David
Torrey Peters
Rubber
Bands
At
the beach today, someone had
replaced the sand with rubber bands, rubber bands as numerous as the
grains of
sand had been. They came in all sorts of colors and gleamed bright and
cheery
under the sun-infused blue sky. Down by the water, where the rubber
bands were
wet, they glinted in the June light and their hues shone extra deep.
The
kids got over their surprise faster than the adults.

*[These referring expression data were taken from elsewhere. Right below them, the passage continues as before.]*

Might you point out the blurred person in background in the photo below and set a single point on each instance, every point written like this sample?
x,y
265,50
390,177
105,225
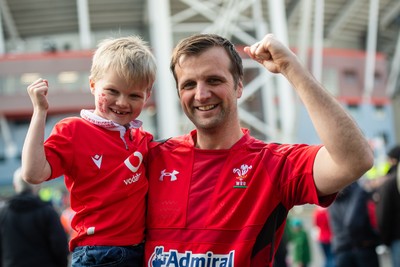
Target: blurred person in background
x,y
301,244
324,234
388,207
354,237
31,233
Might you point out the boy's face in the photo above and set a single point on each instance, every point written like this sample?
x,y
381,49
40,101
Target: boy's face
x,y
116,100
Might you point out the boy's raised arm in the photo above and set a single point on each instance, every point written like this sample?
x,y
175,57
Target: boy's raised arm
x,y
35,168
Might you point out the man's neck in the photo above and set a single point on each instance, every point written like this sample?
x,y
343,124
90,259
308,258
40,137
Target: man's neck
x,y
217,139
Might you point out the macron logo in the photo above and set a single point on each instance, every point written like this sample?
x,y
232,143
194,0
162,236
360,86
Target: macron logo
x,y
97,160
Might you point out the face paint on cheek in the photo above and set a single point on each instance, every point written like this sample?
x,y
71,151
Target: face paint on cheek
x,y
102,102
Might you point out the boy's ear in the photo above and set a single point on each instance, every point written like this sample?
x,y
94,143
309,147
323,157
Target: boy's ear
x,y
92,86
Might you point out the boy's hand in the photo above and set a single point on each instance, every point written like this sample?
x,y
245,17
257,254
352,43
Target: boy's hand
x,y
38,93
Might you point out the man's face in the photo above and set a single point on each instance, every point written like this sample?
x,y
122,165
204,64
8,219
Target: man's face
x,y
116,100
207,90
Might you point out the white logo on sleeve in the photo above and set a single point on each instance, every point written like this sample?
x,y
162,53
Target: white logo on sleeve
x,y
170,174
97,160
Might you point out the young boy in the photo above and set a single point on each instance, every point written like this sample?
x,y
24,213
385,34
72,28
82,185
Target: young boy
x,y
100,155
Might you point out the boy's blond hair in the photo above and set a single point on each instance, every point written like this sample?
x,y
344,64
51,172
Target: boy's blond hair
x,y
129,56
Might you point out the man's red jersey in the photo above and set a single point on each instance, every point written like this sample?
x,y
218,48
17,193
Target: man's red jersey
x,y
209,208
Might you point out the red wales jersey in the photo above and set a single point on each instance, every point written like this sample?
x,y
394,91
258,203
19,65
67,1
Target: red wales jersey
x,y
103,170
214,208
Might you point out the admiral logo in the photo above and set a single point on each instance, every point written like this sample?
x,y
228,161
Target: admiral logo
x,y
241,176
173,258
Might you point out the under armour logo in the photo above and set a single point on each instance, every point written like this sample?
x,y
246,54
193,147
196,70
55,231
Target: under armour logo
x,y
97,160
171,174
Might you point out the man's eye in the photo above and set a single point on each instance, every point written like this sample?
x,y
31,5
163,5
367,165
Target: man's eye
x,y
187,86
214,81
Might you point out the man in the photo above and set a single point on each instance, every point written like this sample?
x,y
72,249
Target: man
x,y
219,197
31,233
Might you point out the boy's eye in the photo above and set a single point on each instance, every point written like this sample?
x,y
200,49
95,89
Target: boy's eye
x,y
112,91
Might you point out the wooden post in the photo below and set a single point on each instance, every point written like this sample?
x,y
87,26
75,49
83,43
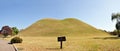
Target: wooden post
x,y
60,44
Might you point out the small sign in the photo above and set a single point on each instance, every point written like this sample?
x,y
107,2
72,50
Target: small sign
x,y
61,39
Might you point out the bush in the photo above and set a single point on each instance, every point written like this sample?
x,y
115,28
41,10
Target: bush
x,y
16,40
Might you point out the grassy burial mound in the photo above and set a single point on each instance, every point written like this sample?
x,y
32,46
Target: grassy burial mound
x,y
67,27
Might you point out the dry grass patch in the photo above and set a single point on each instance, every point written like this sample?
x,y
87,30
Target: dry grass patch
x,y
72,44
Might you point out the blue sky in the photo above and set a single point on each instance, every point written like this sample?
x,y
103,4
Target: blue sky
x,y
22,13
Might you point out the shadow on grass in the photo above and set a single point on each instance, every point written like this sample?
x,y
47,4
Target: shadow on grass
x,y
106,38
53,48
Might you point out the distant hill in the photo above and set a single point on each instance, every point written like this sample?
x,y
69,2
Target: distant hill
x,y
67,27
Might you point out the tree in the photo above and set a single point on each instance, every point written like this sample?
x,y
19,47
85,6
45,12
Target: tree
x,y
117,17
15,30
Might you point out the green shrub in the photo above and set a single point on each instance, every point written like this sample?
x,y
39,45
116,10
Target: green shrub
x,y
16,40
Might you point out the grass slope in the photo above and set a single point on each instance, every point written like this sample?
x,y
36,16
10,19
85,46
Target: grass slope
x,y
67,27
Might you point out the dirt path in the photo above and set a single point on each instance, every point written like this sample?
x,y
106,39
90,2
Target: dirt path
x,y
4,46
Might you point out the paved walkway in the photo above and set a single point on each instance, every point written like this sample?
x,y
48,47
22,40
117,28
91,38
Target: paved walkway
x,y
4,46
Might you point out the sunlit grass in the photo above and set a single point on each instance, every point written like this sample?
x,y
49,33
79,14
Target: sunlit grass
x,y
72,44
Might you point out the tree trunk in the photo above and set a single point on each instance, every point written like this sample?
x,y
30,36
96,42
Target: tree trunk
x,y
118,33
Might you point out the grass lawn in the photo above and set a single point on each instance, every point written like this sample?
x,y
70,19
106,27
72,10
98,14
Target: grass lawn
x,y
96,43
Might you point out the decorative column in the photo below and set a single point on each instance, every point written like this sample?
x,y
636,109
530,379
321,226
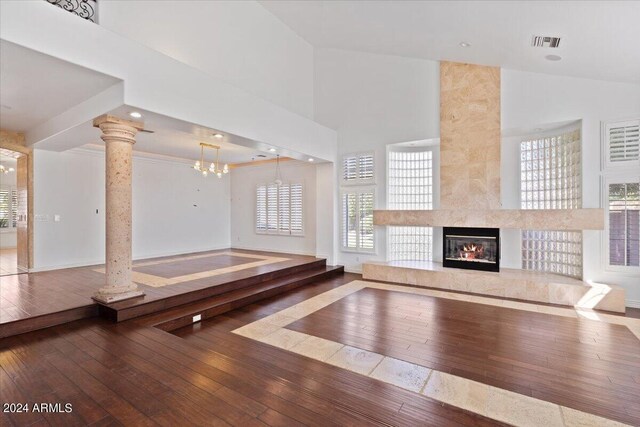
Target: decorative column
x,y
119,137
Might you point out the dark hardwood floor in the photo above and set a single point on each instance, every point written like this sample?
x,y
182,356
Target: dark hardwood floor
x,y
35,300
586,365
129,374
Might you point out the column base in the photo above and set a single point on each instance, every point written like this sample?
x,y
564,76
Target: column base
x,y
111,298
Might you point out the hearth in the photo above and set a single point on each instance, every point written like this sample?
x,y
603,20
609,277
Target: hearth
x,y
471,248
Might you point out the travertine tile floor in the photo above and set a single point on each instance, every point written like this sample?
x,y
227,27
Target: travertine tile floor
x,y
493,402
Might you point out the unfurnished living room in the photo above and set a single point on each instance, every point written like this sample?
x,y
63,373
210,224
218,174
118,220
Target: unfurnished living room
x,y
322,213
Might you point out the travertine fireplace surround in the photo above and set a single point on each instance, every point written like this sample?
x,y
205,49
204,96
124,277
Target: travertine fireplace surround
x,y
470,197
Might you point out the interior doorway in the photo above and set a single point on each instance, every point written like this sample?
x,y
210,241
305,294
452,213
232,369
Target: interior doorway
x,y
14,253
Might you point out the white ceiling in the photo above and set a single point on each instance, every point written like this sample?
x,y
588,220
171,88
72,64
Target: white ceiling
x,y
173,138
35,87
600,39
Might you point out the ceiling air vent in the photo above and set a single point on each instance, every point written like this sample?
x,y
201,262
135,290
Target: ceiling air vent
x,y
545,41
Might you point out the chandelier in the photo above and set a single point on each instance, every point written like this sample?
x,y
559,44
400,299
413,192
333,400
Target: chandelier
x,y
4,170
214,167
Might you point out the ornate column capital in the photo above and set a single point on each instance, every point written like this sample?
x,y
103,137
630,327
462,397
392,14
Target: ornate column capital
x,y
116,129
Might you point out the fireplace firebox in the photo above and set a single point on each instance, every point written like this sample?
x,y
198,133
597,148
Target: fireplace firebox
x,y
471,248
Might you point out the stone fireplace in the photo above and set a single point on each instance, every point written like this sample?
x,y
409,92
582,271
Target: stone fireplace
x,y
471,248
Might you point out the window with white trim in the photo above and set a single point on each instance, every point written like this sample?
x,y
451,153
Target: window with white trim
x,y
621,184
358,169
357,220
410,183
8,207
279,209
550,178
622,143
623,205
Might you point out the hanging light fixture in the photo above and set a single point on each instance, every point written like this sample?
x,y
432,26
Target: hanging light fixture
x,y
214,168
278,180
5,170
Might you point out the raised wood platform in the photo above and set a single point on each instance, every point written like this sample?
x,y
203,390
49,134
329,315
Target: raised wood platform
x,y
508,283
40,300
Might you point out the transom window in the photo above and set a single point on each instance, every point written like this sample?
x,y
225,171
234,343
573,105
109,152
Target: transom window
x,y
550,178
279,209
410,182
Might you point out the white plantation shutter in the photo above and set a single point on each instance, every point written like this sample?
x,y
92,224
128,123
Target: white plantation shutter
x,y
350,168
272,208
623,141
261,209
279,209
296,209
365,216
365,167
5,208
358,169
14,208
283,209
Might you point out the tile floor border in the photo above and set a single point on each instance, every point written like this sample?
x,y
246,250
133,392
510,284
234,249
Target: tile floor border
x,y
489,401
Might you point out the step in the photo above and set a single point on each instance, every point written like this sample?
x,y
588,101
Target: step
x,y
181,316
125,310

They ran screeching and laughing towards the water to jump and get
bounced into
the waves. Parents called to their kids in many different languages not
to
launch themselves out too far; but never having experienced such a
thing, none of
them could say how far was too far.
Other
kids, lugging buckets and shovels and intending to
make sand-castles, soon figured out how to make rubber band balls and
lash them
together with larger rubber bands to form funny globular castles. The
beach
grew dotted with little rubber band sculptures.
The
boys made rubber-band guns with their fingers and
spent their time snapping the bands at the bikini-clad rears of their
girls,
who feigned protest, but always looked delighted as the next threat
approached.
Down at the water, a foursome of grey-haired women who
spoke an Eastern European language let the waves pick them up and drop
them
down again on the bed of rubber-bands, the softness of which allowed
them to
frolic in ways that sand would not. From the way they laughed and
teased each
other, I caught a glimpse backwards in time, past their one-piece suits
and
tender knees, to the young beach-goers they once were.
And
me? I spent most of my time just walking by the
water’s edge, feeling the wet rubber bands squish like calamari between
my
toes. Then later, I spread my towel over
a little patch where the rubber-bands were mostly red and lay down on a
beach
that cradled my shoulders and legs and bounced my movements back at me
whenever
I shifted.
I wanted to take you there tonight, but mid-way through the afternoon, a group of city workers appeared and walked up and down the beach, dismay on their faces. Shortly afterward came the bulldozers, driven by proficient men in baseball caps. As the beach cleared, people tentatively left the rubber bands to go back to the familiar sand. By the evening, they say, the beach will look the same as all the others.